As a former IT manager responsibile for 2800 desk and laptops I would tell you that the only way to go is Outlook. It is industrial strength as far as the Microsoft products. You can import you Outlook express files and address book into Outlook. Yes, there are alternatives however there are not as many tools and add-ons available. It is far easier to manage both addresses and calendaring with Outlook. Products such as McAfee security suite work better with Outlook than Outlook Express.
Take Care,
Tripp


----------



## Y-Guy (Jan 30, 2004)

At work we use Outlook. At home I ditched Outlook Express and moved to Thundrebird, but as of this week I began using Gmail. Gmail allows me to get all my POP3 email, and send out using that account - nobody knows my emails come from Gmail. The archive feature is great and when I go between work and home I still have full access to my emails. It has a Calendar and now has Docs & Spreadsheets too. I am so used to using the others this is a bit different but I really like it. With 2GB of storage I'm not worried about running out of space anytime either.


----------



## Oregon_Camper (Sep 13, 2004)

If you have Outlook use that. Must better in the long run. Importing in your old email/contact/tasks/etc....will be a breeze.


----------



## Lady Di (Oct 28, 2005)

I too have a question.

I had a trial version of Outlook. Now the trial is over, and I can't send mail unless I buy the full version which isn't cheap.
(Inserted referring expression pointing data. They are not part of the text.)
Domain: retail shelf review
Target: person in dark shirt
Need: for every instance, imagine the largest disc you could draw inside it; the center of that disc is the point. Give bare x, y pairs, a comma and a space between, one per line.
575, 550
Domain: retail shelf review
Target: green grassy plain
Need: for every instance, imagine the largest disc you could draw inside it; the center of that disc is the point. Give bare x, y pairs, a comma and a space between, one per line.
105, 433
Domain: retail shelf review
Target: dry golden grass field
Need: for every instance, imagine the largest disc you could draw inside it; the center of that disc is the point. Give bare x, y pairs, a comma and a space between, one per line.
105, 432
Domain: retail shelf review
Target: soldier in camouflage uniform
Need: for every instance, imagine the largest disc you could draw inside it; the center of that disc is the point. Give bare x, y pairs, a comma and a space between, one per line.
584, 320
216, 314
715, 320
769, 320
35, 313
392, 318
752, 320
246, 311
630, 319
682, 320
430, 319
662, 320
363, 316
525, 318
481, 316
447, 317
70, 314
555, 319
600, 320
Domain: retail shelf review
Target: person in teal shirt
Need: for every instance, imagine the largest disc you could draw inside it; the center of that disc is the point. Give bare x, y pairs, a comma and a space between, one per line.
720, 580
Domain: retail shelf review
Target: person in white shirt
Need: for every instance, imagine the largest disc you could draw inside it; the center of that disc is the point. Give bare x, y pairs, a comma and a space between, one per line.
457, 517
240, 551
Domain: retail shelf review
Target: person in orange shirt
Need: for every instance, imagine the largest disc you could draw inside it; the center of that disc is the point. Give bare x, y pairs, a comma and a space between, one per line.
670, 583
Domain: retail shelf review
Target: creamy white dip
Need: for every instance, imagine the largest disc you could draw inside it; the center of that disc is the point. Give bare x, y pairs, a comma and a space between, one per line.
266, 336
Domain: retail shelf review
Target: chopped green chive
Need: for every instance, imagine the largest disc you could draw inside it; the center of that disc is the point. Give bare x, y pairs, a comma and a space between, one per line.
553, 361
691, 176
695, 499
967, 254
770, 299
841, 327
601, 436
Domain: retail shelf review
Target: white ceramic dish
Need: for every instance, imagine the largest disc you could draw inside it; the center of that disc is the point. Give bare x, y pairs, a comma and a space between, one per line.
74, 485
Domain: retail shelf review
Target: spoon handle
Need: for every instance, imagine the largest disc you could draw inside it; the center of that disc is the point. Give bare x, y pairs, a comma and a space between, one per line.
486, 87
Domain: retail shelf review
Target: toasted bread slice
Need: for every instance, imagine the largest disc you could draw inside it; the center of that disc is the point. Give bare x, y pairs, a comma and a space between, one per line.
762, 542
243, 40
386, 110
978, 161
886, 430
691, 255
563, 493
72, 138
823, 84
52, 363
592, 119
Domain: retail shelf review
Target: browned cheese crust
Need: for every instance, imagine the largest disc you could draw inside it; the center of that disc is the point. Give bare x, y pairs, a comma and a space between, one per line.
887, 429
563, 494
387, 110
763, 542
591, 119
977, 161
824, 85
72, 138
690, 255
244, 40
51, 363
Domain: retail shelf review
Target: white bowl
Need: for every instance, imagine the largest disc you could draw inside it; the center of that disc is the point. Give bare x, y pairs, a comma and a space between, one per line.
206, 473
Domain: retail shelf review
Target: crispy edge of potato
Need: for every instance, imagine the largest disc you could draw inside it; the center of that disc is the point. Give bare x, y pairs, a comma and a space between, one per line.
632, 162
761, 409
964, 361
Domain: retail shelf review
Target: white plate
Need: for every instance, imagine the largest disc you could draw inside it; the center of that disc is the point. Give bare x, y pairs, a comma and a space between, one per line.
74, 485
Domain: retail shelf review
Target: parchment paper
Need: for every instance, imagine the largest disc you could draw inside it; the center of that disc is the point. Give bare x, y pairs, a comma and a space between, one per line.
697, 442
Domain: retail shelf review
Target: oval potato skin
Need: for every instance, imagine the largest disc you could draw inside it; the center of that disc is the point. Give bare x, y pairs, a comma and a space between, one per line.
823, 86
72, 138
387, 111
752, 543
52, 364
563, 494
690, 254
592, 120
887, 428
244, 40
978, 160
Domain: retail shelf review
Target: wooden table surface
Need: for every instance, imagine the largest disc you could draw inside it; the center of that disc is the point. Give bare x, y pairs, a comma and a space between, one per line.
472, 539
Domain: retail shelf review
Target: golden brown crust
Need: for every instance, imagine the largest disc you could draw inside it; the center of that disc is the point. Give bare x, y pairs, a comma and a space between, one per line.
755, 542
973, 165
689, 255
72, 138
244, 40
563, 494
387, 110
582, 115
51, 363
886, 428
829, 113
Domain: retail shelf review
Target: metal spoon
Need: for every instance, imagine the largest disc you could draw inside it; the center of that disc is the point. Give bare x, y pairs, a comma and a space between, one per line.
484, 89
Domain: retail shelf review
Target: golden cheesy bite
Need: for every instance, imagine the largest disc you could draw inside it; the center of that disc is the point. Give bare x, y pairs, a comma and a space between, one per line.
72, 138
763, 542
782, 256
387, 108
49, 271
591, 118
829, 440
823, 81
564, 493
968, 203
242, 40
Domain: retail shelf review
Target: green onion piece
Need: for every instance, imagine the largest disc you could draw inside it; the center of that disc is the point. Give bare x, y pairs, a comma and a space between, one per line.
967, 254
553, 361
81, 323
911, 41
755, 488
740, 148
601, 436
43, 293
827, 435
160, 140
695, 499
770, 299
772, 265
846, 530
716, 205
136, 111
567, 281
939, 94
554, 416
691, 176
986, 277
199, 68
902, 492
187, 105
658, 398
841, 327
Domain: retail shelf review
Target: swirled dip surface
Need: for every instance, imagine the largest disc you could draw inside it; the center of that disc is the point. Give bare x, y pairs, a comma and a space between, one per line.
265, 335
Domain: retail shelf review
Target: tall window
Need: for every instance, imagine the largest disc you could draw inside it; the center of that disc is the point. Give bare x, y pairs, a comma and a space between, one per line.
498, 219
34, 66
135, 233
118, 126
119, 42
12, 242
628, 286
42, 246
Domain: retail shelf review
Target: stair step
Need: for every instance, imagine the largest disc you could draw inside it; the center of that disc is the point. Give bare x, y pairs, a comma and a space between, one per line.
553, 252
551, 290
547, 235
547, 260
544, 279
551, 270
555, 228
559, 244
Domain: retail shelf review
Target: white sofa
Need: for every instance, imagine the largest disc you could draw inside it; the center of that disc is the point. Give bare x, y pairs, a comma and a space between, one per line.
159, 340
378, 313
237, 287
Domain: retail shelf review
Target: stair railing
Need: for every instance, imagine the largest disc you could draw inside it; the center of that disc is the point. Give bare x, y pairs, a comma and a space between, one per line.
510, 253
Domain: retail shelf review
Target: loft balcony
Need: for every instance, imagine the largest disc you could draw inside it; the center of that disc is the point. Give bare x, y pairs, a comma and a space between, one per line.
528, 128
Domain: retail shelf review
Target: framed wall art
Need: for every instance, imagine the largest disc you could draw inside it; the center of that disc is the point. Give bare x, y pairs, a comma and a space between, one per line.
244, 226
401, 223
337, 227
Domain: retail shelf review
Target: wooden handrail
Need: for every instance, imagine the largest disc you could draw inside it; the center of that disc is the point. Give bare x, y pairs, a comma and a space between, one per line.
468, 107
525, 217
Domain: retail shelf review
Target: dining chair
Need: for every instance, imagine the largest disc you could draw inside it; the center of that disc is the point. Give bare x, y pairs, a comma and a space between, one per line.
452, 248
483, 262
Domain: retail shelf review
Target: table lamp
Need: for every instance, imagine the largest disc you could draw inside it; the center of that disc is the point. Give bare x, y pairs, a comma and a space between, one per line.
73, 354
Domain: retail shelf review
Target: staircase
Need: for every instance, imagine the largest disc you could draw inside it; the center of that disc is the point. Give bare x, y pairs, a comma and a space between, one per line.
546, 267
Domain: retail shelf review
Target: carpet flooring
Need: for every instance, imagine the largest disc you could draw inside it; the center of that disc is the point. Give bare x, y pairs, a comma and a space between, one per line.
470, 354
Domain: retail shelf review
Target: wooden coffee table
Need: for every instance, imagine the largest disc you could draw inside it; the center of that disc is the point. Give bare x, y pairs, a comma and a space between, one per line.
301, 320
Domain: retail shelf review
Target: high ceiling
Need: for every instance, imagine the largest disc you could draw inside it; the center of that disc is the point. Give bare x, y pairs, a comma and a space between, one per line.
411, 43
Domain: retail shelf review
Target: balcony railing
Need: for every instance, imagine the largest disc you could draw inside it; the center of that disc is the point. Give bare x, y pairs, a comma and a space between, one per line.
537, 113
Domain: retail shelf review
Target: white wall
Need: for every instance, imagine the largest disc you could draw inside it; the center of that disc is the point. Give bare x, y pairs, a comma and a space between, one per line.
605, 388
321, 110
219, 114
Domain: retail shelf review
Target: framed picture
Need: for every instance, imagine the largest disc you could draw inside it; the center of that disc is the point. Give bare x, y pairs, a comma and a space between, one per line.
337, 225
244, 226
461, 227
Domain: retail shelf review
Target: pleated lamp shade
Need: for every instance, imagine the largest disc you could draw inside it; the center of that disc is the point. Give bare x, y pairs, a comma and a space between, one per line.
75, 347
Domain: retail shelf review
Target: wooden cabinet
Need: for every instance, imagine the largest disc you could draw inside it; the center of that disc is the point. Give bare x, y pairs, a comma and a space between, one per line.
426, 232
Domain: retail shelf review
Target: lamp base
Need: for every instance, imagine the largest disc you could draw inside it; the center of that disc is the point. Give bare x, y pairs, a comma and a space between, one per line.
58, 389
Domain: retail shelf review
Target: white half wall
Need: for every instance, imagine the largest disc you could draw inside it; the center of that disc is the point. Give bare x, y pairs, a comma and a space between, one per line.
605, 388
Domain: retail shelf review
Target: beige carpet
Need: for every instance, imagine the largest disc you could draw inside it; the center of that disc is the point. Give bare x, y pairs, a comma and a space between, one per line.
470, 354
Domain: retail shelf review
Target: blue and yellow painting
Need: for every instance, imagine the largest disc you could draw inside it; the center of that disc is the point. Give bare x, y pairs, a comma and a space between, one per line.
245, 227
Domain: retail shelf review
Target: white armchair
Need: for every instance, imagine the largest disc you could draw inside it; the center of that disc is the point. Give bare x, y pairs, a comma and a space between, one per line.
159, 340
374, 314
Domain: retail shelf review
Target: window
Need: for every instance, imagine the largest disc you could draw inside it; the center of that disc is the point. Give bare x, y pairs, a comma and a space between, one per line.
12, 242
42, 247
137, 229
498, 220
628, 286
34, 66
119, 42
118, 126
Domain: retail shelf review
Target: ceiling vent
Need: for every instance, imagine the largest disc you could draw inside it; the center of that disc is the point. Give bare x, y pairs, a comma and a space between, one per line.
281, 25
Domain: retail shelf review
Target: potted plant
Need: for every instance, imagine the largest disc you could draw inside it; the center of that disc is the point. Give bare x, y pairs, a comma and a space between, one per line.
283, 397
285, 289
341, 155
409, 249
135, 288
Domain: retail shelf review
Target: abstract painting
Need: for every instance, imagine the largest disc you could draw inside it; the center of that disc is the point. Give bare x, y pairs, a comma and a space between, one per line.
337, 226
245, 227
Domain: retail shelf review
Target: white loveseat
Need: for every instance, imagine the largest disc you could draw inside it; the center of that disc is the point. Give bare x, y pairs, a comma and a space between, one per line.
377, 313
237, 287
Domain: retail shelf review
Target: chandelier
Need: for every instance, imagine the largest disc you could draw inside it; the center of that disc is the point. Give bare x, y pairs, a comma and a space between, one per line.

Am I stuck either buying the full version, or reloading everything into Outlook Express so I don't have to buy right now?


----------



## Doxie-Doglover-Too (Jan 25, 2007)

Y-Guy said:


> At work we use Outlook. At home I ditched Outlook Express and moved to Thundrebird, but as of this week I began using Gmail. Gmail allows me to get all my POP3 email, and send out using that account - nobody knows my emails come from Gmail. The archive feature is great and when I go between work and home I still have full access to my emails. It has a Calendar and now has Docs & Spreadsheets too. I am so used to using the others this is a bit different but I really like it. With 2GB of storage I'm not worried about running out of space anytime either.


thanks for the input everyone. I am going to research the whole browser switch, being a creature of habit, all these changes are making me imbalanced!







I have thought about gmail too. With Charter I can always get my email from anywhere, just don't have access to my folders, etc. I need to decide soon I think. I knew OE had security issues but didn't know Outlook does.

(did you have your home on wheels on the the Boulevard last weekend, going North? saw a NICE one and thought maybe it was you, it took up the whole boulevard!







)


----------